BACKGROUND: A rat pancreas transplantation model with insulin-dependent diabetes mellitus (IDDM) recurrence was established using a Wistar-Furth (WF; RT1u, RT6.2) rat as a donor and diabetes-prone (DP; RT1u, rt6.1 gene carrier) BioBreeding rat as a recipient. Interestingly, NKR-P1+TCRalphabeta+ (NKT) cells have recently been reported to have immunoregulatory functions in preventing autoimmune diabetes. The purpose of this study was to specifically examine the contribution of NKT cells in the prevention of IDDM recurrence. METHODS: Graft survivals with or without anti-intercellular adhesion molecule-1/leukocyte function-associated antigen-1 monoclonal antibodies were examined comparing pancreaticoduodenal (PD) transplantation with islet transplantation or pancreas-alone transplantation excluding duodenum and peripancreatic lymph nodes, in an IDDM recurrent model. The cells of the spleen were analyzed by flow cytometry (including intracellular interleukin (IL)-4 analysis), and serum cytokine levels (IL-4 and interferon-gamma) were determined by enzyme-linked immunosorbent assays (ELISA).
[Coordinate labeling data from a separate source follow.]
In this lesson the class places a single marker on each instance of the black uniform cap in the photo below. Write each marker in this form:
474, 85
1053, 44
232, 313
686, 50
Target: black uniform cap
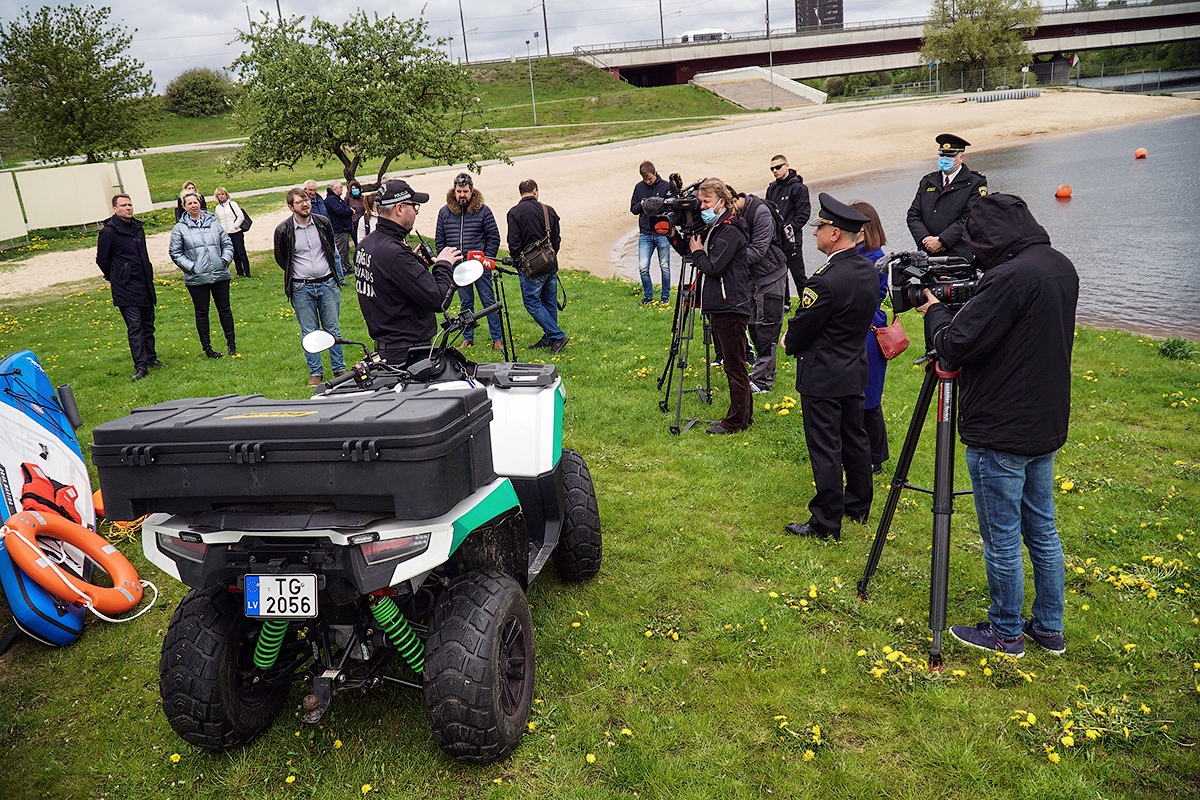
397, 191
951, 145
838, 214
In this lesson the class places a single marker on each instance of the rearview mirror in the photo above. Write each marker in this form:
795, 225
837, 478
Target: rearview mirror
318, 341
467, 272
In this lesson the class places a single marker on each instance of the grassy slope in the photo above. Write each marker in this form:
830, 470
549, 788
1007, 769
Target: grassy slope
707, 625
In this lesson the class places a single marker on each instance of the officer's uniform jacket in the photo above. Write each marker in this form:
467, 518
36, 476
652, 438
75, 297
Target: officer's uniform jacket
942, 211
828, 331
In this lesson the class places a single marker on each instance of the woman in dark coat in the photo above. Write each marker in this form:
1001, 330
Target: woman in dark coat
870, 244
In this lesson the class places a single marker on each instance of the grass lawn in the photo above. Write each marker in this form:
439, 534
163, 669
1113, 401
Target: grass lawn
713, 656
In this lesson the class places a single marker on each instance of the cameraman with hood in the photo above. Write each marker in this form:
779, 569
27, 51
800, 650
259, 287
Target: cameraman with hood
724, 287
397, 293
1013, 341
768, 284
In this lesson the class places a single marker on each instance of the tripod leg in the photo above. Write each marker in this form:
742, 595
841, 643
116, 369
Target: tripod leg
900, 479
943, 506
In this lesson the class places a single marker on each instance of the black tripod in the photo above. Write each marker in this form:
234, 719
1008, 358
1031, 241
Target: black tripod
682, 332
947, 383
510, 348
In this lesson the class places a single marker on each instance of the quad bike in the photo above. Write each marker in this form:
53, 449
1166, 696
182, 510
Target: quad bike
383, 531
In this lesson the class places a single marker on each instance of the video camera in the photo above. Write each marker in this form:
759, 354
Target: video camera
951, 278
681, 206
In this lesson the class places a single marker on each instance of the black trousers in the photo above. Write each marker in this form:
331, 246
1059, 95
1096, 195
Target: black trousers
220, 294
240, 260
877, 434
833, 429
139, 324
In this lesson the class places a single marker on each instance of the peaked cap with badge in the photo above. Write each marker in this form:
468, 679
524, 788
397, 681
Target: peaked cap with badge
941, 210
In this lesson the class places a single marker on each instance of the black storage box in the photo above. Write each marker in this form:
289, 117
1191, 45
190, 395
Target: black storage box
408, 455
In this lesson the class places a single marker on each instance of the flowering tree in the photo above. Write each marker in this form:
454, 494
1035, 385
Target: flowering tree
979, 34
371, 88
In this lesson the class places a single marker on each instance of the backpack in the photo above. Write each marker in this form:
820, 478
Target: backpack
785, 235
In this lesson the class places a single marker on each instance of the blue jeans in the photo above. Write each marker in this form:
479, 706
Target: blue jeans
540, 296
1014, 500
486, 298
646, 246
318, 305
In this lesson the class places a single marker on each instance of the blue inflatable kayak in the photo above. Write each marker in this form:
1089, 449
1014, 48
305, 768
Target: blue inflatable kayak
41, 468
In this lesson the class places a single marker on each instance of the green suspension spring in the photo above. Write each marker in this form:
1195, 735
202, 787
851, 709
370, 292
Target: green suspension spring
399, 632
270, 641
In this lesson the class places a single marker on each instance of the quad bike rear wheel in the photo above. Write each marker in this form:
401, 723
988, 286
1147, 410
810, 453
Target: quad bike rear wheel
479, 667
213, 695
579, 551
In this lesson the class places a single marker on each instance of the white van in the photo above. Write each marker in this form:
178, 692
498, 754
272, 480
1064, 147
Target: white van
705, 35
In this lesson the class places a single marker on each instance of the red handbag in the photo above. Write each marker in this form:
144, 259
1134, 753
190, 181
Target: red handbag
893, 341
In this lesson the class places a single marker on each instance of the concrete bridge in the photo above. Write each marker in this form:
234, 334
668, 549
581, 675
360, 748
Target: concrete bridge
888, 44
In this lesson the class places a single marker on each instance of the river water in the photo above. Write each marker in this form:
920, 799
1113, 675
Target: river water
1132, 227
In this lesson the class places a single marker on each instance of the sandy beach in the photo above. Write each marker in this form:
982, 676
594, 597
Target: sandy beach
591, 187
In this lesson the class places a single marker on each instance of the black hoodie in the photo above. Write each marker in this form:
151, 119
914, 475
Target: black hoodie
1013, 338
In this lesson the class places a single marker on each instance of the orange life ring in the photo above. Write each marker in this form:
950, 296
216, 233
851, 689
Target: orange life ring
123, 596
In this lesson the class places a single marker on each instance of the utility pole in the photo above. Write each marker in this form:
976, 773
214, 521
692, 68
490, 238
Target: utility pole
532, 97
466, 55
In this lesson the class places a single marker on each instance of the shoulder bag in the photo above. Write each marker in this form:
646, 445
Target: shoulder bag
539, 258
893, 341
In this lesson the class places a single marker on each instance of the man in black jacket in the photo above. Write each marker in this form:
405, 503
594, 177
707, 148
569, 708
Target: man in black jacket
305, 251
397, 293
1013, 341
121, 256
651, 241
791, 197
826, 336
528, 223
943, 200
768, 284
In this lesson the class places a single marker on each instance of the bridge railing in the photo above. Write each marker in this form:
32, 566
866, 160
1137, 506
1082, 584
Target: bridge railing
1068, 6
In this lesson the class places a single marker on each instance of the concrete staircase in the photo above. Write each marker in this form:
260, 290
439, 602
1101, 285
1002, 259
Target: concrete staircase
751, 88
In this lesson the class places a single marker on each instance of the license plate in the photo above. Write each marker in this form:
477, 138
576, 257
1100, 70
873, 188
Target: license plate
287, 596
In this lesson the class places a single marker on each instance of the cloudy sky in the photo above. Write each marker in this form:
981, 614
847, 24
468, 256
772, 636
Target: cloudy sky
173, 37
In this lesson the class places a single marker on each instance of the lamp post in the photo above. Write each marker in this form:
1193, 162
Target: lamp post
771, 55
466, 55
533, 100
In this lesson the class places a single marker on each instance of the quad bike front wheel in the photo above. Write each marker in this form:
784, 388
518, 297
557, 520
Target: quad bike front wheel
211, 693
479, 667
579, 549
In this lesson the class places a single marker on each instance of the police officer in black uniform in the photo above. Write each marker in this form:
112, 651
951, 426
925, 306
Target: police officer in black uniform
827, 336
939, 214
397, 293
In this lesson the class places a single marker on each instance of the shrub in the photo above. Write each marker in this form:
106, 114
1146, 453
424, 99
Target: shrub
199, 92
1177, 349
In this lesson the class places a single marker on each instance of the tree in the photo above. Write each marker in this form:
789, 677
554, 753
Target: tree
199, 92
66, 77
367, 89
979, 34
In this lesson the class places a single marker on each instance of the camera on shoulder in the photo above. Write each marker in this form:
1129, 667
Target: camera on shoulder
951, 278
681, 206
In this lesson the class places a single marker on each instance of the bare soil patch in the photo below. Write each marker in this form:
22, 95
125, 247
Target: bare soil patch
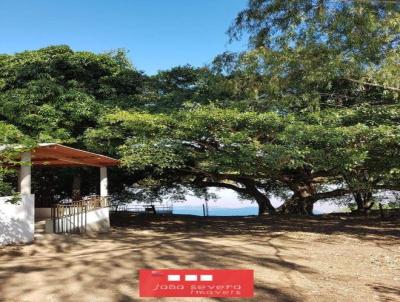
297, 259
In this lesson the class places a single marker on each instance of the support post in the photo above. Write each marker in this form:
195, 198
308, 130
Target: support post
25, 174
103, 182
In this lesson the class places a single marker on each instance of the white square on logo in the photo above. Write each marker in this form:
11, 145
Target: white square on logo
206, 278
174, 278
190, 277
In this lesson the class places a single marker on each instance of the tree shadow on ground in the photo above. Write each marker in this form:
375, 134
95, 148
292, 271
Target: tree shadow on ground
104, 267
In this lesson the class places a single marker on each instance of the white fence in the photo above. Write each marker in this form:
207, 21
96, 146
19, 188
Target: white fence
17, 222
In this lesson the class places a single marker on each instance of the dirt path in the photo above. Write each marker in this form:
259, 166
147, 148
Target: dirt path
325, 259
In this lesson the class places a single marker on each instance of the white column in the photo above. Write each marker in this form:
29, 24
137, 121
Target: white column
25, 174
103, 182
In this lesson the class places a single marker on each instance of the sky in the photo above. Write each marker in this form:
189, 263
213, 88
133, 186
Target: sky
158, 34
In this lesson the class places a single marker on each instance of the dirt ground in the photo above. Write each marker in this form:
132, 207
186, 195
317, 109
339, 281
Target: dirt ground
307, 259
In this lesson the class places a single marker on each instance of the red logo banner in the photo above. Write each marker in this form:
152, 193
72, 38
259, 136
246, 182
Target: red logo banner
196, 283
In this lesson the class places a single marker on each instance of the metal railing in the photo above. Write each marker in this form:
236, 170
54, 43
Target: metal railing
144, 209
72, 217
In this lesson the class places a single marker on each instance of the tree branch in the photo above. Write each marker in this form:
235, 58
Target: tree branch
331, 194
374, 85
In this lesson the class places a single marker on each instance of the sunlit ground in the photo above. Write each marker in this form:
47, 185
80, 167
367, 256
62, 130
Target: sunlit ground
313, 259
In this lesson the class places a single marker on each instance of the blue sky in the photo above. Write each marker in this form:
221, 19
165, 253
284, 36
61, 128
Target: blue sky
158, 34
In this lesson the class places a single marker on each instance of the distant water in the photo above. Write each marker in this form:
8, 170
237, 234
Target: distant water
198, 210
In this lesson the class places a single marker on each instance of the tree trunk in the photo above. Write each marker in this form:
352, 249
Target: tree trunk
302, 201
264, 204
363, 201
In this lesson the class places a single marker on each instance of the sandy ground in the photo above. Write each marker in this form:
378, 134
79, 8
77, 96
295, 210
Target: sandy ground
308, 259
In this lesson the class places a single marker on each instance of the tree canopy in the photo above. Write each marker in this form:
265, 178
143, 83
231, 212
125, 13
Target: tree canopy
310, 111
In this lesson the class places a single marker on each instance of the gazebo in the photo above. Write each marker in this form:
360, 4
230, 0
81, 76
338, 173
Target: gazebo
90, 214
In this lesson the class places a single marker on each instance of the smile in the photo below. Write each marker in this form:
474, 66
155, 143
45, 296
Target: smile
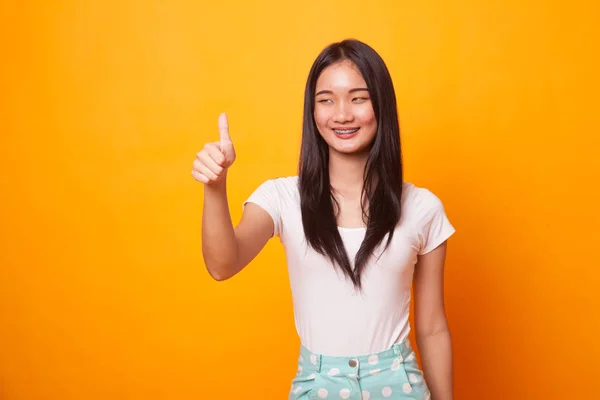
345, 131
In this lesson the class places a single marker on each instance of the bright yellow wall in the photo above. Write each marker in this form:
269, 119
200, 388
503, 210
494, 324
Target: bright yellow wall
103, 292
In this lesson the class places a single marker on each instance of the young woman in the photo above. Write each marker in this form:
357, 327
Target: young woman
356, 238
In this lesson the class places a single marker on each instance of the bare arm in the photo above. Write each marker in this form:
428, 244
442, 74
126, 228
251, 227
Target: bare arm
226, 250
432, 332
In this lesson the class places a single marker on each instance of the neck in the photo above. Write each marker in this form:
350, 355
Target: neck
346, 172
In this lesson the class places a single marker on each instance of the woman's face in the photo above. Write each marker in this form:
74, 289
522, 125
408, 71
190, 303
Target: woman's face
343, 110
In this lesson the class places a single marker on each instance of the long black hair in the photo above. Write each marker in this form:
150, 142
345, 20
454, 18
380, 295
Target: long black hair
383, 176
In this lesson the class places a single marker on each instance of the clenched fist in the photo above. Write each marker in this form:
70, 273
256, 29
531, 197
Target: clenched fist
215, 158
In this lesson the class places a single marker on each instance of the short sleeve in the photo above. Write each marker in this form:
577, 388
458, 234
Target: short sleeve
267, 196
435, 227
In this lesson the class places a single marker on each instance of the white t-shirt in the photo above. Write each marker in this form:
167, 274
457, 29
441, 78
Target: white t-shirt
331, 316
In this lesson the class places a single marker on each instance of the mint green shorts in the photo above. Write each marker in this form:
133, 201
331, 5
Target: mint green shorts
390, 374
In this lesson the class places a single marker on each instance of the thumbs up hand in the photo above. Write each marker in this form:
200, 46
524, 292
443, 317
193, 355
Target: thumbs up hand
212, 162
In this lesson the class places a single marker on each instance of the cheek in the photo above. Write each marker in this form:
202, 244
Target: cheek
321, 117
366, 116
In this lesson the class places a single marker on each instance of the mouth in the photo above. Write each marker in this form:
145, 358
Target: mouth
346, 132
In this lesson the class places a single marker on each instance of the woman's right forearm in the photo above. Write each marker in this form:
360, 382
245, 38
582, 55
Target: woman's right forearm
219, 245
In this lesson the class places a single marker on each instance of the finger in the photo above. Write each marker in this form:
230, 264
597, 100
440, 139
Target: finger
225, 139
199, 177
213, 150
208, 163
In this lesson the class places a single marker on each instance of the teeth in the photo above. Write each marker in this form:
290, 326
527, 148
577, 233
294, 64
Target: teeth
345, 132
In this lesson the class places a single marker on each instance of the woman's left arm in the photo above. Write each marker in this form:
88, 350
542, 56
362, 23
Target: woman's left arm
432, 332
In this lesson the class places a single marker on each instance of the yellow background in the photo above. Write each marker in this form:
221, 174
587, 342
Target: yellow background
103, 291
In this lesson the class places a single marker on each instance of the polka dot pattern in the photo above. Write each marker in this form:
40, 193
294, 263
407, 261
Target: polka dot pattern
392, 374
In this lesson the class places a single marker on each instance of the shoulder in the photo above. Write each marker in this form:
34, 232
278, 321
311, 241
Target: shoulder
420, 201
282, 184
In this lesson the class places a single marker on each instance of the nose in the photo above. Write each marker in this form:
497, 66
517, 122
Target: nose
343, 113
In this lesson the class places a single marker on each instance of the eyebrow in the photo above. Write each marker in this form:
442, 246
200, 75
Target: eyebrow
349, 91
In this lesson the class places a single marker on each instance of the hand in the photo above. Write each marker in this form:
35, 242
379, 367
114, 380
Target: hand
212, 162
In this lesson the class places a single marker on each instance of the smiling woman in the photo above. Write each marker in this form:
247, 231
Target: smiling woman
355, 234
343, 109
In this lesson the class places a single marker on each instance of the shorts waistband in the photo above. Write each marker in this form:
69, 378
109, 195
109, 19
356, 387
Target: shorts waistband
398, 353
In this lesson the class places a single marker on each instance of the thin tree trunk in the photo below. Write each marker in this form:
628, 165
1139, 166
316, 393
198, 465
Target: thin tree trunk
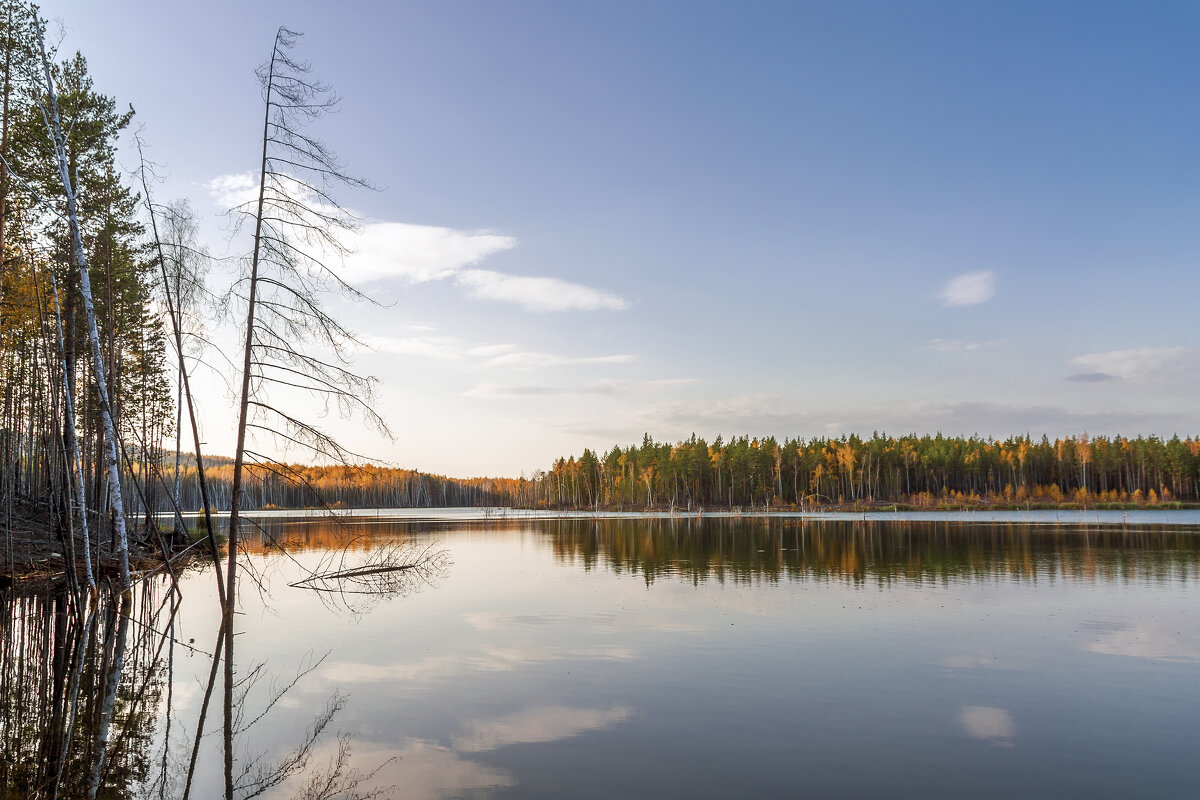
81, 259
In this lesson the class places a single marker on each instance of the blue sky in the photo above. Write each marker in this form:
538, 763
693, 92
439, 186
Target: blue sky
607, 218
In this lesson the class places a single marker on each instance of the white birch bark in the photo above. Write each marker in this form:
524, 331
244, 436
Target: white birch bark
97, 356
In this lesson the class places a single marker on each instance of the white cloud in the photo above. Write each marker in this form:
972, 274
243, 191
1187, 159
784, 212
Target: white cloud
959, 346
527, 359
969, 289
432, 347
491, 350
1126, 364
228, 191
538, 294
532, 726
988, 723
593, 388
419, 253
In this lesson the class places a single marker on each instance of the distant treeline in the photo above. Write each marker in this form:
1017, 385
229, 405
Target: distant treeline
921, 471
367, 486
915, 470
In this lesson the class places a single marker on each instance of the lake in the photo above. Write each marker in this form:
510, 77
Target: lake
707, 657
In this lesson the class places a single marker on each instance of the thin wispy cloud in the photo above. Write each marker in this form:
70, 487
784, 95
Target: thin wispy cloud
420, 253
538, 294
1123, 365
381, 251
528, 359
604, 388
970, 289
431, 347
426, 343
959, 346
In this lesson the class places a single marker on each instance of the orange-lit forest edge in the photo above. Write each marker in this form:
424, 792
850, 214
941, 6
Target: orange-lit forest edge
743, 473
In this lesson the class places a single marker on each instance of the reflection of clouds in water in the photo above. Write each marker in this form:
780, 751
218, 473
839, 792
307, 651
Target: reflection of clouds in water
988, 723
541, 725
981, 662
484, 660
605, 623
1143, 642
183, 695
424, 770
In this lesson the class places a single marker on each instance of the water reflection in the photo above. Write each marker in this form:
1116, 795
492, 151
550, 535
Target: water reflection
875, 552
558, 648
81, 689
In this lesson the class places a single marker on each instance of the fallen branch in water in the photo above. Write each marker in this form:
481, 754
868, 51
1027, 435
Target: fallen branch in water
388, 571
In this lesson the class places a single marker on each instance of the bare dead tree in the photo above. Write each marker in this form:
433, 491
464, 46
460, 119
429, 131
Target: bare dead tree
299, 240
179, 272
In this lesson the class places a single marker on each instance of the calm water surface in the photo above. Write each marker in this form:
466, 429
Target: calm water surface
726, 657
729, 657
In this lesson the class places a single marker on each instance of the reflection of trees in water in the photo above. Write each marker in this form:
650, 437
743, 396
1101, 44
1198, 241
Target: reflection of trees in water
79, 693
744, 551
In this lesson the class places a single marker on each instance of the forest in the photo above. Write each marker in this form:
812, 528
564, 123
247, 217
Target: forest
918, 471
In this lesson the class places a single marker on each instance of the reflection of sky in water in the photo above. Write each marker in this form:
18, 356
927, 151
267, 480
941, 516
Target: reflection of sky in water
544, 663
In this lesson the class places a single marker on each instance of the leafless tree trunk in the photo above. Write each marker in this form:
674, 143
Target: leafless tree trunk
299, 228
174, 311
54, 128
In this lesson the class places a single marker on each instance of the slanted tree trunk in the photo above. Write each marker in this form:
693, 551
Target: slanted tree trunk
81, 260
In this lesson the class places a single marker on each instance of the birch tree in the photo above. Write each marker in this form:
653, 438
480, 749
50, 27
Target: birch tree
49, 108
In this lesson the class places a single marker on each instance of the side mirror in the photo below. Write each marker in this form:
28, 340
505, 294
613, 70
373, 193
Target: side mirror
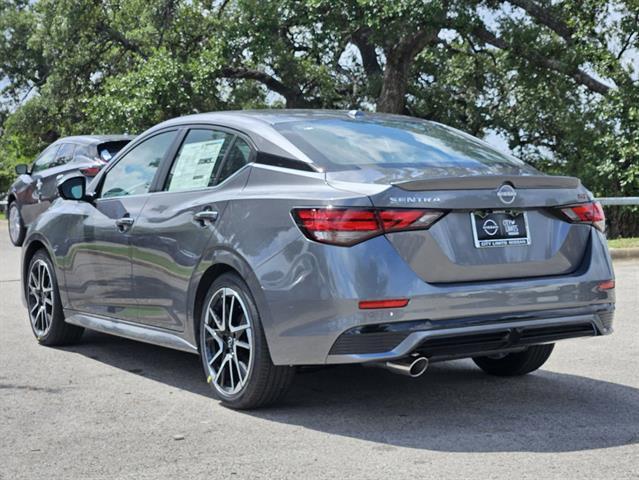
73, 188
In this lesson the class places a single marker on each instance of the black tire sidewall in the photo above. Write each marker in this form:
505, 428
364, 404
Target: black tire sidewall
257, 337
57, 316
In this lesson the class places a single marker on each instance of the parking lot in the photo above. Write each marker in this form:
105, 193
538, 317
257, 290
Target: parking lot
113, 408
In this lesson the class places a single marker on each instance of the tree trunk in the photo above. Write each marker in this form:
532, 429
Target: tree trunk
392, 98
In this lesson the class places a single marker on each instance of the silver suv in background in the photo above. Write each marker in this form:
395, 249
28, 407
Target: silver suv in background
35, 188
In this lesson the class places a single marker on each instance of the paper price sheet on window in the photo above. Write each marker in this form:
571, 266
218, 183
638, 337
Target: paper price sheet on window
195, 165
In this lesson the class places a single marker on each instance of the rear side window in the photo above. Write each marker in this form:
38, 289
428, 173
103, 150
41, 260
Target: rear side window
134, 172
64, 155
45, 159
239, 155
342, 144
108, 150
196, 162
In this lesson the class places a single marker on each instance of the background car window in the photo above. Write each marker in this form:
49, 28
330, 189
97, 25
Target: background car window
194, 166
64, 155
133, 174
84, 153
239, 155
108, 150
45, 159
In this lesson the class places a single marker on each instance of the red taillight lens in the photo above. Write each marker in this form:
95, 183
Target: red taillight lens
590, 213
606, 285
347, 226
390, 303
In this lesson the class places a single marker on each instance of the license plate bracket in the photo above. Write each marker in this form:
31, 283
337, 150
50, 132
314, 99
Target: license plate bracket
500, 228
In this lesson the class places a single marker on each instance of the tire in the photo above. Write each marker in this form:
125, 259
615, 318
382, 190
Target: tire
235, 356
43, 302
515, 364
16, 226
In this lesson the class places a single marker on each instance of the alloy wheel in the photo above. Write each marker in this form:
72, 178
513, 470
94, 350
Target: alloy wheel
40, 297
227, 342
14, 222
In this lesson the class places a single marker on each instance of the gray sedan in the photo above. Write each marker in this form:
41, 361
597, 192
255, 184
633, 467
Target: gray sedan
266, 241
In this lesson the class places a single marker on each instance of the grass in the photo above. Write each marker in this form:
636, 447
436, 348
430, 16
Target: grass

RESULTS: Only those DP recipients transplanted with PD grafts with monoclonal antibody treatment were free from IDDM. Flow cytometric analyses of spleen cells showed that NKT cells in them, compared with those in the recurrent DP recipients (mean <7%), increased significantly (13.7+/-3.1% in the total splenic T cells), most of which (85.9+/-4.3%) were derived from the donor (RT6.2+). The absolute number of RT6+NKT cells significantly increased in the nonrecurrent DP recipients, whereas that of RT6-NKT cells was similar with those of the other recurrent DP recipients. These RT6+NKT cells were predominantly CD4+ and showed significantly more expressions of intracellular IL-4 than the other T cells. By ELISA, serum interferon-gamma was not detectable (< 13 pg/ml) in any of the rats. However, IL-4 was detected at 111.6+/-47.8 pg/ml only in the nonrecurrent DP recipients. CONCLUSIONS: Unlike islet or pancreas-alone transplants, NKT cells, especially RT6+NKT cells derived from PD grafts, may have an important immunoregulatory function of preventing IDDM recurrence, involving a Th2 deviation.